Эдди коротко глянул на Билла, смотревшего вниз, в яму, которой предстояло стать клубным домом, и любовь и обожание, читавшиеся в этом взгляде, вполне могли сойти за ответ, но Эдди тихонько сказал:
— Иной раз что-то нужно сделать, не считаясь с риском. Эта первая важная истина, которую я узнал не от мамы.
Опять последовало молчание, но не такое уж неловкое, потом Бен принялся выбивать ржавые гвозди, и вскоре к нему присоединился Майк Хэнлон.

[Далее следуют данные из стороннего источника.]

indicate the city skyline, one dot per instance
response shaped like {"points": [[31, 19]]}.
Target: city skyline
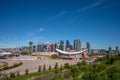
{"points": [[96, 21]]}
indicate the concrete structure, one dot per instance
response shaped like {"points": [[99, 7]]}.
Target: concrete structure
{"points": [[5, 55], [71, 55], [77, 45]]}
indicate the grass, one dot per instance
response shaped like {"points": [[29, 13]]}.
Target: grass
{"points": [[30, 75]]}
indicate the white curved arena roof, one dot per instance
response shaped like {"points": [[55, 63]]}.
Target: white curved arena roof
{"points": [[65, 52]]}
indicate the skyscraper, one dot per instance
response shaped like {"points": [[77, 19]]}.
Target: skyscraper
{"points": [[89, 47], [61, 46], [67, 45], [31, 46], [77, 45], [117, 50]]}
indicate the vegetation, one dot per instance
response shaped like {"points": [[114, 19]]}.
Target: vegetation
{"points": [[6, 67], [39, 69], [105, 68]]}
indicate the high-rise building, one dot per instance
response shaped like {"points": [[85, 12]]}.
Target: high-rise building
{"points": [[117, 50], [67, 45], [110, 49], [31, 46], [89, 47], [34, 48], [77, 45], [61, 46]]}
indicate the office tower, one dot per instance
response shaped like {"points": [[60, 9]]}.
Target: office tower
{"points": [[61, 46], [34, 48], [31, 46], [89, 47], [67, 45], [38, 47], [77, 45], [117, 50]]}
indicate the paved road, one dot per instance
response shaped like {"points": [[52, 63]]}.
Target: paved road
{"points": [[32, 65]]}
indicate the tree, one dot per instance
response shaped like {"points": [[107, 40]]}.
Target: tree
{"points": [[49, 67], [26, 71], [39, 69], [61, 67], [18, 73], [66, 65], [56, 65], [12, 74], [44, 67]]}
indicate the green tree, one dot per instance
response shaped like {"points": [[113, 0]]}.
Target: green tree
{"points": [[39, 69], [44, 67], [56, 65], [26, 71], [12, 74]]}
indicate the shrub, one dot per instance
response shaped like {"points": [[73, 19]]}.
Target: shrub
{"points": [[39, 70], [26, 71], [50, 67], [17, 73], [66, 65], [12, 74], [44, 67]]}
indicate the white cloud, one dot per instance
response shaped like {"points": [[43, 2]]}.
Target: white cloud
{"points": [[36, 31], [88, 6], [41, 29], [58, 15]]}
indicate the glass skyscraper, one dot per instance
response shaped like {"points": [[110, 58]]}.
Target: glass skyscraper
{"points": [[77, 45], [89, 47]]}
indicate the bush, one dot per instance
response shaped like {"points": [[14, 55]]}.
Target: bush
{"points": [[12, 74], [44, 67], [17, 73], [56, 66], [50, 67], [66, 65], [26, 72]]}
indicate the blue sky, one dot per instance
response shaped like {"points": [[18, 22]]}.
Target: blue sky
{"points": [[96, 21]]}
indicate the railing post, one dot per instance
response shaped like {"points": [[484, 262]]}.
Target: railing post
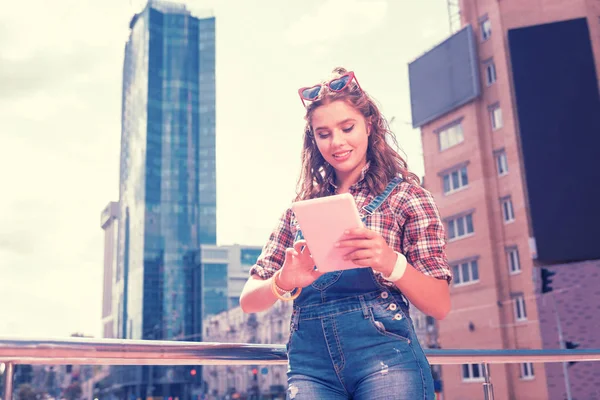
{"points": [[9, 371], [488, 388]]}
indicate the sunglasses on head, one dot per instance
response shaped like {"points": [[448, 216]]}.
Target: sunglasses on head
{"points": [[335, 85]]}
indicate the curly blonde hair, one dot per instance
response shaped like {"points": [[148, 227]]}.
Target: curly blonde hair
{"points": [[384, 162]]}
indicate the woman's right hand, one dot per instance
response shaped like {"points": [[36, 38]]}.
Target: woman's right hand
{"points": [[298, 269]]}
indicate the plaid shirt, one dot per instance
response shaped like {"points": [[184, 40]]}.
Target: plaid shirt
{"points": [[408, 220]]}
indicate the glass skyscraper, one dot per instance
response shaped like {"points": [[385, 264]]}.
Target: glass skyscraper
{"points": [[167, 171]]}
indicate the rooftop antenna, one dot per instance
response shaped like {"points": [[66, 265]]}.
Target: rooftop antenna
{"points": [[453, 15]]}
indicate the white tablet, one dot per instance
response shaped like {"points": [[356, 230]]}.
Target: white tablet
{"points": [[323, 222]]}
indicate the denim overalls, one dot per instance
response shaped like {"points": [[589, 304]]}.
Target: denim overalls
{"points": [[352, 337]]}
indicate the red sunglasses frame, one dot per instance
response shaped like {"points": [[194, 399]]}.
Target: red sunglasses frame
{"points": [[328, 85]]}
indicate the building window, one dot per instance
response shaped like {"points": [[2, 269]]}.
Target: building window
{"points": [[508, 213], [472, 373], [496, 117], [460, 227], [455, 180], [501, 163], [520, 310], [490, 72], [527, 371], [466, 272], [514, 265], [486, 29], [451, 136]]}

Транзистор Ричи, лишенный голоса (по крайней мере до тех пор, пока родители не выдадут Ричи очередную порцию карманных денег на неделю, или он сам не найдет лужайку, которую надо выкосить), покачивался на нижней ветви под легким ветерком. У Билла появилось время подумать над тем, как все это странно, странно и замечательно, что этим летом они все собрались здесь. Знакомые ему дети уезжали к родственникам. Знакомые ему дети уезжали с родителями в отпуск в «Диснейленд» в Калифорнию или на Кейп-Код, или — в одном случае — в невообразимо далекое место с необычным и каким-то ускользающим названием — Гштаад. Дети уезжали в церковный лагерь, дети уезжали в скаутский лагерь, дети уезжали в лагеря для богатых детей, где их учили плавать и играть в гольф, где ты учился говорить: «Эй, отличный удар», — вместо «Чтоб ты сдох», — когда твой соперник в теннисе подавал на вылет; дети, родители которых просто увозили их КУДА ПОДАЛЬШЕ. Билл мог это понять. Некоторые знакомые ему дети хотели уехать КУДА ПОДАЛЬШЕ, напуганные монстром, бродившим в то лето по Дерри, но Билл подозревал, что родителей, которые боялись этого монстра, гораздо больше. Люди, которые планировали провести отпуск дома, внезапно принимали решение уехать КУДА ПОДАЛЬШЕ.
(Гштаад. Это в Швеции? В Аргентине? В Испании?)
Все это напоминало полиомиелитную панику в 1956 году, когда заразились четверо детей, которые пошли поплавать в Мемориальный бассейн О'Брайана. Взрослые — для Билла слово это было стопроцентным синонимом мам и пап — решили тогда, как и теперь, что уехать КУДА ПОДАЛЬШЕ лучше. Безопаснее. И все, кто мог уехать, уехали. Билл понимал, что такое «КУДА ПОДАЛЬШЕ», и он мог размышлять над удивительной притягательностью такого слова, как Гштаад, но притягательность эта тянула лишь на блеклую тень страсти; Гштаад — это КУДА ПОДАЛЬШЕ; Дерри — страсть.